Does anyone know what it means? The CD/DVD plays fine, but I don't like having an error message showing up w/o any good reason.

Just in case if people want to help me debugging the problem, I'll provide my kernel config (only the SCSI and SATA parts).

SCSI section

```
# SCSI device support

CONFIG_SCSI=y

# CONFIG_SCSI_TGT is not set

CONFIG_SCSI_NETLINK=y

CONFIG_SCSI_PROC_FS=y

# SCSI support type (disk, tape, CD-ROM)

# Some SCSI devices (e.g. CD jukebox) support multiple LUNs

# CONFIG_SCSI_MULTI_LUN is not set

CONFIG_SCSI_CONSTANTS=y

# CONFIG_SCSI_LOGGING is not set

# CONFIG_SCSI_SCAN_ASYNC is not set

# SCSI Transports

CONFIG_SCSI_SPI_ATTRS=y

CONFIG_SCSI_FC_ATTRS=y

# CONFIG_SCSI_ISCSI_ATTRS is not set

CONFIG_SCSI_SAS_ATTRS=y

# CONFIG_SCSI_SAS_LIBSAS is not set

# SCSI low-level drivers

# CONFIG_ISCSI_TCP is not set

# CONFIG_SCSI_3W_9XXX is not set

# CONFIG_SCSI_ACARD is not set

# CONFIG_SCSI_AACRAID is not set

# CONFIG_SCSI_AIC7XXX is not set

# CONFIG_SCSI_AIC7XXX_OLD is not set

# CONFIG_SCSI_AIC79XX is not set

# CONFIG_SCSI_AIC94XX is not set

# CONFIG_SCSI_ARCMSR is not set

# CONFIG_SCSI_HPTIOP is not set

# CONFIG_SCSI_BUSLOGIC is not set

# CONFIG_SCSI_DMX3191D is not set

# CONFIG_SCSI_EATA is not set

# CONFIG_SCSI_FUTURE_DOMAIN is not set

# CONFIG_SCSI_GDTH is not set

# CONFIG_SCSI_IPS is not set

# CONFIG_SCSI_INITIO is not set

# CONFIG_SCSI_INIA100 is not set

# CONFIG_SCSI_STEX is not set

# CONFIG_SCSI_SYM53C8XX_2 is not set

# CONFIG_SCSI_IPR is not set

# CONFIG_SCSI_QLOGIC_1280 is not set

# CONFIG_SCSI_QLA_FC is not set

# CONFIG_SCSI_QLA_ISCSI is not set

# CONFIG_SCSI_LPFC is not set

# CONFIG_SCSI_DC395x is not set

# CONFIG_SCSI_DC390T is not set

# CONFIG_SCSI_DEBUG is not set

# CONFIG_SCSI_SRP is not set

# NOTE: USB_STORAGE enables SCSI, and 'SCSI disk support'
```

SATA section

```
# CONFIG_SATA_AHCI is not set

# CONFIG_SATA_SVW is not set

# CONFIG_SATA_MV is not set

CONFIG_SATA_NV=y

# CONFIG_SATA_QSTOR is not set

# CONFIG_SATA_PROMISE is not set

# CONFIG_SATA_SX4 is not set

# CONFIG_SATA_SIL is not set

# CONFIG_SATA_SIL24 is not set

# CONFIG_SATA_SIS is not set

# CONFIG_SATA_ULI is not set

# CONFIG_SATA_VIA is not set

# CONFIG_SATA_VITESSE is not set
```

Any help or enlightenment would be appreciated.
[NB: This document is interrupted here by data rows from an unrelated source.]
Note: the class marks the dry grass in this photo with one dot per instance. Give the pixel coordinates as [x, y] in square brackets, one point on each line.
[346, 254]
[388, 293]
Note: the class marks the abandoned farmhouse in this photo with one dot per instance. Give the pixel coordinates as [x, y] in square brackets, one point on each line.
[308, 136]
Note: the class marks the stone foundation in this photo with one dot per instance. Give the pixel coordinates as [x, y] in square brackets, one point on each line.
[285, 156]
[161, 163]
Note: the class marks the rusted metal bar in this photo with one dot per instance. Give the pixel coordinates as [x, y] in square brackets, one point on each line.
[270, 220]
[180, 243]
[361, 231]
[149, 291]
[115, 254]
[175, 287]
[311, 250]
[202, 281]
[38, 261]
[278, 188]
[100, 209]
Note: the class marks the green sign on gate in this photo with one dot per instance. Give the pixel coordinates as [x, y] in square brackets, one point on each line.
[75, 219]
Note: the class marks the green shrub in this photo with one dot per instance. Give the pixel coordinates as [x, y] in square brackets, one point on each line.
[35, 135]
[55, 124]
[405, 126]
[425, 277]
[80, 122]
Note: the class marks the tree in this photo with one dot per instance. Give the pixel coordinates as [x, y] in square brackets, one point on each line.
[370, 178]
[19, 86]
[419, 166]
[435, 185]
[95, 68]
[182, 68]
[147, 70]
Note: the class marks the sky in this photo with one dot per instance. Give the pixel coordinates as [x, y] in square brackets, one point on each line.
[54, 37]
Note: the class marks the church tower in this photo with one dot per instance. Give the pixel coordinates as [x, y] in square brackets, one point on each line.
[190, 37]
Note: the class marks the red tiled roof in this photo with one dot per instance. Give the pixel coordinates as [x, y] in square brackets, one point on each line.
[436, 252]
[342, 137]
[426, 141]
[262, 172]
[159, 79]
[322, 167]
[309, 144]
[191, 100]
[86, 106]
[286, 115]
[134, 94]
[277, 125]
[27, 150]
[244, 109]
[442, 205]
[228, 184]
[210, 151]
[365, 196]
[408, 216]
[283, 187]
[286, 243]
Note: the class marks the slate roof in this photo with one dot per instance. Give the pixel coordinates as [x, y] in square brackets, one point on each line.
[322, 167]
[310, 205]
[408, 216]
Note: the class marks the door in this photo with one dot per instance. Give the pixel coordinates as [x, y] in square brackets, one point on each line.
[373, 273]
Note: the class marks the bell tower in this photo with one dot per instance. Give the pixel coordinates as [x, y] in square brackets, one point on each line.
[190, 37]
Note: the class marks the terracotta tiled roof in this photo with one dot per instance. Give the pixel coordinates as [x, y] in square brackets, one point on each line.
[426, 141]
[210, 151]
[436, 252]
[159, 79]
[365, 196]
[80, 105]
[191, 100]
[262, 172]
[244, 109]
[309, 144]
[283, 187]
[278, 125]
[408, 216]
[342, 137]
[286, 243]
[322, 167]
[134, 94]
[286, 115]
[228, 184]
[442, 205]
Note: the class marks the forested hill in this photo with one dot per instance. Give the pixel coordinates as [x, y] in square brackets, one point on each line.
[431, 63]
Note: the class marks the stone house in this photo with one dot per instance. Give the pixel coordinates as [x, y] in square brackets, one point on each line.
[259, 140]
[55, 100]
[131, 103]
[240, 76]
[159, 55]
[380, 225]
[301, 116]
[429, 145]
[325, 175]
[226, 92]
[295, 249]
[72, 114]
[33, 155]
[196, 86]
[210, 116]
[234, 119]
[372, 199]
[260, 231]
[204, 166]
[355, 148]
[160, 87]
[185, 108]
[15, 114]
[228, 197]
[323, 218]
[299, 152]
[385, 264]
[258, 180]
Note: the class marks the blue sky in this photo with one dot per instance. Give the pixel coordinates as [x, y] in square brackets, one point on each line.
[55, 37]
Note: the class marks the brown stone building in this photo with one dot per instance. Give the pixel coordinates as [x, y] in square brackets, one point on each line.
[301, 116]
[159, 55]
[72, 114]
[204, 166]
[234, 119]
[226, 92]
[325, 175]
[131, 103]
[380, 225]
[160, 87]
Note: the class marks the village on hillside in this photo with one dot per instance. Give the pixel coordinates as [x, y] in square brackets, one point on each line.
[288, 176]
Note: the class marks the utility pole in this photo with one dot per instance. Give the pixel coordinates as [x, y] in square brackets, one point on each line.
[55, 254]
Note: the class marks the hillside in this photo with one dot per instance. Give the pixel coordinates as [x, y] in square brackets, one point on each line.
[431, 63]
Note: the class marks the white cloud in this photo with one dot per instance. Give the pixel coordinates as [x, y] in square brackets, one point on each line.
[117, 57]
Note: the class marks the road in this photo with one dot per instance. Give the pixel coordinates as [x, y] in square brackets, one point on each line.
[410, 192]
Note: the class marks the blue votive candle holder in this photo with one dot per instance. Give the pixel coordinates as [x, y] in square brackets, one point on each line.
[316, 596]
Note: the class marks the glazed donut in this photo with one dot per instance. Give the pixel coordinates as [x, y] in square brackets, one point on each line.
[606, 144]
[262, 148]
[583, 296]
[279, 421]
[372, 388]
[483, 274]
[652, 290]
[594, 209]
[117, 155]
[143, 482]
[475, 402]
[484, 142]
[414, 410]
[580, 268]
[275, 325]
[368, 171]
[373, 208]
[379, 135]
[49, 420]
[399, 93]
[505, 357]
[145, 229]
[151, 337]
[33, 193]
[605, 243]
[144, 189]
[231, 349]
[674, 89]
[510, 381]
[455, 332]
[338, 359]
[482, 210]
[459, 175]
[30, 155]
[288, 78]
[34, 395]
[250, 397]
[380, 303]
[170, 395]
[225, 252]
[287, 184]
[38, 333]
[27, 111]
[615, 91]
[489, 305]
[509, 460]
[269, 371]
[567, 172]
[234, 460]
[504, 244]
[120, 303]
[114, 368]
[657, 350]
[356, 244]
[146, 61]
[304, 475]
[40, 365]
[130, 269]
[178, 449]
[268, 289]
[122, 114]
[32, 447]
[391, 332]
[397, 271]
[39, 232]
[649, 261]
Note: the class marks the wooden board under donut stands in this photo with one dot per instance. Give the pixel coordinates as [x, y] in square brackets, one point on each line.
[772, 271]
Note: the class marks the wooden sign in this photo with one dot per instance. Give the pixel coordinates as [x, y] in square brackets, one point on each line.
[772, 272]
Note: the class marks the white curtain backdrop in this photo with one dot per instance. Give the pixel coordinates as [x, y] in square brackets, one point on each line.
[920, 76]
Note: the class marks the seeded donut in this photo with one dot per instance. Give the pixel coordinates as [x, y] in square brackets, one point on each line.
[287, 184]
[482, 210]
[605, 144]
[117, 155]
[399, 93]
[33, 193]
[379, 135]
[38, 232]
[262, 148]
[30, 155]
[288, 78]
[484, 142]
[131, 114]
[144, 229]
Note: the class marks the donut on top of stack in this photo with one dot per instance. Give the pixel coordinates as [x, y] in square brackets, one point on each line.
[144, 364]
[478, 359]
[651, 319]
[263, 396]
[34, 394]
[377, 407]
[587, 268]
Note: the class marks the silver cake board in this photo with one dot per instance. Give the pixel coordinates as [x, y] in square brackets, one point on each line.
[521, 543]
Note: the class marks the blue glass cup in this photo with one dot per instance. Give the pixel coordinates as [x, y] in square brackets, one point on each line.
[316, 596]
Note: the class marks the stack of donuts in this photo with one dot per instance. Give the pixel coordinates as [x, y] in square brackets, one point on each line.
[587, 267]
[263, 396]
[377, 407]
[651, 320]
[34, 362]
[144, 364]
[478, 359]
My DVD/CD drive is Plextor 755SA, and I have the latest firmware.

Thanks.

----------

## didymos

It sounds like the ata controller isn't getting initialized correctly during boot, so the first access triggers the reset, after which it gets properly re-initialized.  If it's only happening that one time after start-up, I wouldn't be too concerned about it.  More of an annoyance than anything else, if that's the case, and something to keep an eye on.  You might try putting a little stress on the bus and see if you can trigger another reset without rebooting the machine.  In any case, I doubt the actual drive has anything to do with it.  It's kind of a pain in the ass, but you could try swapping drive connections around to see if the error stays localized to that particular ata port.

----------

## pandaxiongmao

Thanks for the reply; I sometimes saw the problem re-occurring after my system woke up from hibernation. I'm going to try to switch to another SATA port as you suggested to see if it has something to do with my 2nd SATA port (it's connected to the 2nd port).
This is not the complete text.